2. SAPPHIRE: Preconditioned Stochastic Variance Reduction for Faster Large-Scale Statistical Learning
Jingruo Sun, Zachary Frangella, and Madeleine Udell, 2025, [arXiv]
Regularized empirical risk minimization (rERM) has become important in data-intensive fields such as genomics and advertising, with stochastic gradient methods typically used to solve the largest problems. However, ill-conditioned objectives and non-smooth regularizers undermine the performance of traditional stochastic gradient methods, leading to slow convergence and significant computational costs. To address these challenges, we propose the $\texttt{SAPPHIRE}$ (Sketching-based Approximations for Proximal Preconditioning and Hessian Inexactness with Variance-REeduced Gradients) algorithm, which integrates sketch-based preconditioning to tackle ill-conditioning and uses a scaled proximal mapping to minimize the non-smooth regularizer. This stochastic variance-reduced algorithm achieves condition-number-free linear convergence to the optimum, delivering an efficient and scalable solution for ill-conditioned composite large-scale convex machine learning problems. Extensive experiments on lasso and logistic regression demonstrate that $\texttt{SAPPHIRE}$ often converges $20$ times faster than other common choices such as $\texttt{Catalyst}$, $\texttt{SAGA}$, and $\texttt{SVRG}$. This advantage persists even when the objective is non-convex or the preconditioner is infrequently updated, highlighting its robust and practical effectiveness.
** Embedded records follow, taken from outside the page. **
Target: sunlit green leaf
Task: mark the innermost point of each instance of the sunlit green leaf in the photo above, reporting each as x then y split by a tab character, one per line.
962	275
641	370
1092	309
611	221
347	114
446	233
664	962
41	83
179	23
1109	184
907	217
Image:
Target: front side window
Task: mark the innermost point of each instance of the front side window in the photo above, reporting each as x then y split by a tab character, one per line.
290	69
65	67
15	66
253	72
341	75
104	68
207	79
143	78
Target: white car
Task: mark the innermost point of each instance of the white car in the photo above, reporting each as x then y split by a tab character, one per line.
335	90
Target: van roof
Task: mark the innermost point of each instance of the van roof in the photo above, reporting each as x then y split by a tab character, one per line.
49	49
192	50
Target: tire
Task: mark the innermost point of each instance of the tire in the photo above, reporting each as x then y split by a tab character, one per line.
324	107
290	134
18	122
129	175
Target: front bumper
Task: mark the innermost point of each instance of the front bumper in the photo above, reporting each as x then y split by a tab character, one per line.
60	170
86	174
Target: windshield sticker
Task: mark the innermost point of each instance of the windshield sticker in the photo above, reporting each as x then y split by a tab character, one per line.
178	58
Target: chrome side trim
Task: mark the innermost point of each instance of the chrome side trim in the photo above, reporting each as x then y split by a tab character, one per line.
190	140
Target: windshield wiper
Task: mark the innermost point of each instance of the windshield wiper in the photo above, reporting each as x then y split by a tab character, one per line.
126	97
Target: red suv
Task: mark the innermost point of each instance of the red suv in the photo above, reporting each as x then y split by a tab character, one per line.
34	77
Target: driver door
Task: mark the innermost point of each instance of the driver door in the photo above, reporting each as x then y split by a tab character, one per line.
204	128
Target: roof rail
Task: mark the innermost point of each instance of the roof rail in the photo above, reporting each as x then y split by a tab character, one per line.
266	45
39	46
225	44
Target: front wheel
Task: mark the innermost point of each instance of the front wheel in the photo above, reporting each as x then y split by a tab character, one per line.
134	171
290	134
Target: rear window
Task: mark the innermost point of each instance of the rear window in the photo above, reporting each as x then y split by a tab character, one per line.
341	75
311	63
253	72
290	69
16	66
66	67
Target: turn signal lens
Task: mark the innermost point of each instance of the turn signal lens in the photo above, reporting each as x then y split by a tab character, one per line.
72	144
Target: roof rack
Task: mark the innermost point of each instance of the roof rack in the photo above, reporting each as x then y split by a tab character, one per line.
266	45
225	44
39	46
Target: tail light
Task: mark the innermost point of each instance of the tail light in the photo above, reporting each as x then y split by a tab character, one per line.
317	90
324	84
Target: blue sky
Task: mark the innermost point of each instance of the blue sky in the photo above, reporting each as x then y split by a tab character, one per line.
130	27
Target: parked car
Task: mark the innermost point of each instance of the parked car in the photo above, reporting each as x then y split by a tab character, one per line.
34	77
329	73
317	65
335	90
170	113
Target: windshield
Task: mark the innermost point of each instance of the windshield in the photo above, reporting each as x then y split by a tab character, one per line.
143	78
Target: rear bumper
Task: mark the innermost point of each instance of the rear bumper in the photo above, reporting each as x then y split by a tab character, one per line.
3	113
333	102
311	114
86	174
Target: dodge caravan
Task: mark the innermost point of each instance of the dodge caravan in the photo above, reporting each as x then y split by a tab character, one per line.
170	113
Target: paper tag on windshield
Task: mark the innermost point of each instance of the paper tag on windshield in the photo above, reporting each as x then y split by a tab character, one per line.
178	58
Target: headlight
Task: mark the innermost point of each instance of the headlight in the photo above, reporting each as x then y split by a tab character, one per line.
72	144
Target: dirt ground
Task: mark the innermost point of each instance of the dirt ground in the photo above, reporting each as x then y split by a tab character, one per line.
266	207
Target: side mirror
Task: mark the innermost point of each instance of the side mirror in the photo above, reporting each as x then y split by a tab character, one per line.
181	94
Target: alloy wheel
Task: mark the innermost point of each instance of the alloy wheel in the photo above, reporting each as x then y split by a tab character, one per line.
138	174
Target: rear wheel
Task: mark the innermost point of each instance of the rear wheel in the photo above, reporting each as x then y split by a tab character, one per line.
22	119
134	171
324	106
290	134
3. Convergence of the Deep Galerkin Method for Mean Field Control Problems
William Hofgard, Jingruo Sun, and Asaf Cohen, 2023, [arXiv]
We establish the convergence of the deep Galerkin method (DGM), a deep learning-based scheme for solving high-dimensional nonlinear PDEs, for Hamilton-Jacobi-Bellman (HJB) equations that arise from the study of mean field control problems (MFCPs). Based on a recent characterization of the value function of the MFCP as the unique viscosity solution of an HJB equation on the simplex, we establish both an existence and convergence result for the DGM. First, we show that the loss functional of the DGM can be made arbitrarily small given that the value function of the MFCP possesses sufficient regularity. Then, we show that if the loss functional of the DGM converges to zero, the corresponding neural network approximators must converge uniformly to the true value function on the simplex. We also provide numerical experiments demonstrating the DGM’s ability to generalize to high-dimensional HJB equations.